Written as a ‘bourgeois comedy’ by a 23-year-old Christopher Hampton, The Philanthropist, first performed in 1970 at the Royal Court, has (arguably) become one of Hampton’s greatest theatrical successes. Famed as the play that mirrored Moliere’s Le Misanthrope, it’s now almost 50 years later, as it sits in its new home, The Trafalgar Studios, feeling remarkably un-aged.

Perhaps this due to the notable injection of a youth: Hampton comments that actor turned director, Simon Callow, is the first to “actually read that bit” of the stage directions.

Credit Manuel Harlan

Original runs of the production have been portrayed by Alec McCowen and Jane Asher, much later in their careers, but this time round the gang of younger players, including Simon Bird, Tom Rosenthal and Charlotte Rictchie – better known for their roles in television comedy – bring a surge of spirited humour to the performance.

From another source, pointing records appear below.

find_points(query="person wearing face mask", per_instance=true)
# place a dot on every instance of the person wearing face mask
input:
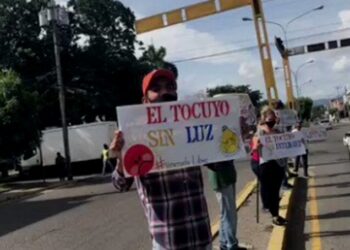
(173, 201)
(271, 173)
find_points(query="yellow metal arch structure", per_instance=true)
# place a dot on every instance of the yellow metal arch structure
(212, 7)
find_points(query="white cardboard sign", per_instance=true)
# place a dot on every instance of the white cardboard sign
(174, 135)
(277, 146)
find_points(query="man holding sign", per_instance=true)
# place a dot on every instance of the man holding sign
(173, 201)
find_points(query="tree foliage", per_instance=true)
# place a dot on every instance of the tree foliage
(255, 95)
(18, 117)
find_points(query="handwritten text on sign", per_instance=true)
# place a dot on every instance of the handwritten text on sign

It is a shame however, that past the comedic values brought to the stage there is little depth to the portrayals of what must surely have been written as very sad characters.

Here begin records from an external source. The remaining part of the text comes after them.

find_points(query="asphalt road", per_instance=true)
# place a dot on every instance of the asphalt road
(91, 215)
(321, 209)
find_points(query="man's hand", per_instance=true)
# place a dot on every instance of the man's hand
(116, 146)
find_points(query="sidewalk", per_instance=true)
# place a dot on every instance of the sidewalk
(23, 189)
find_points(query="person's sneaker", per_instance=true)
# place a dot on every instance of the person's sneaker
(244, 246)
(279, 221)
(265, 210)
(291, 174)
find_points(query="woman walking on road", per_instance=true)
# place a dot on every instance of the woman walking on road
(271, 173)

The story follows Philip, (Simon Bird) a Philology lecturer, who through his ever-compulsively compliant nature manages to reap havoc amongst his peers, as he simply can’t do right for doing right.

Credit Tristram Kenton

Fans of Bird should enjoy seeing him (basically typecast) as Philip, who bumbles his way through the life, devoid of emotional intelligence, but packed full of politeness. First managing to cause an accidental death, casually alienating his fiancée, before proving too meagre to shun the advances of another woman.

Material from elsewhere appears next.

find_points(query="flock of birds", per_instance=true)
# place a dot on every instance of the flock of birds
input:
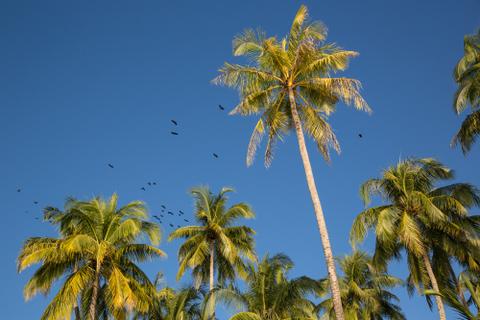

Bird’s Friday Night Dinner co-star, Tom Rosenthal, provides the perfect buoyancy to Bird’s dithering Philip, in the form of the character Don. Charlotte Rictchie has some good moments playing opposite our ‘hero’ as his side-lined Fiancée and Lily Cole creates an amusing temptress – with an interesting accent. While Matt Berry, despite his loud ensemble, is far subtler in his delivery of a vile and famous novelist, than we’re used to seeing in his role as TV’s Toast of London.

Credit Tristram Kenton

In all this is still a play worth seeing, especially for those who are unfamiliar with both Hampton and The Philanthropist. The central notions of selfish, wealthy, unmoved characters who are unaffected by the horrors of the outside world will unfortunately resonate with today’s audience. Who might also find some of the play’s context eerily recognisable in between the laughs.